公募研究
新学術領域研究(研究領域提案型)
小脳は運動学習に深くかかわり、そこでのシナプス可塑性が運動学習の基盤と考えられている。それらの中で、皮質内の平行線維・プルキンエ細胞間の興奮性シナプスで起こる長期抑圧は、運動学習の基盤機構として注目され、多くの研究がなされてきた。しかし、長期抑圧阻害下で運動学習が起こる例が報告され、長期抑圧以外の小脳シナプス可塑性が運動学習に関与する可能性が示唆された。長期抑圧障害を補い得るシナプス可塑性の一つとして、プルキンエ細胞上の抑制性シナプスで起こるRebound Potentiation (RP)がある。私たち、GABA(A)受容体とGABARAP分子の結合を競合的に阻害するペプチドがRP発現を抑えることを見出し、このペプチドと蛍光タンパク質Venusを融合させたタンパク質を、プルキンエ細胞特異的に発現するトランスジェニックマウスを作製した。そして、平成25年度の研究で、このトランスジェニックマウスはRPは阻害されているが、他のシナプス機能および小脳形態には異常が認められないことを示した。また、反射性眼球運動の前庭動眼反射および視機性眼球運動の適応を、運動学習のモデルとして調べ、前庭動眼反射の適応がトランスジェニックマウスで障害されていることを見出した。
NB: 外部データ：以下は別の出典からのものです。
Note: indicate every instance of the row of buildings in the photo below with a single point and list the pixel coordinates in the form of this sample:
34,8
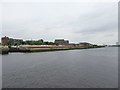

これらの結果は、RPが運動学習にかかわることを示しており、2013年に論文発表した(Tanaka et al., J. Neurosci.)。RPが阻害されたトランスジェニックマウスで、前庭動眼反射の適応が障害されたが、視機性眼球運動の適応は障害されなっかたという結果は、RPの寄与が運動学習によって異なることを示唆しており、興味深い。この点は、平成26年度に探求する。
1: 当初の計画以上に進展している
私たちが作製したトランスジェニックマウスでは、抑制性シナプス可塑性が選択的に阻害されており、そのマウスが運動学習の一モデルである前庭動眼反射の適応の障害を示すことを明らかにし、論文報告することができた。
RP障害が、前庭動眼反射と視機性眼球運動の適応に異なる作用をする神経機構の探索を行う。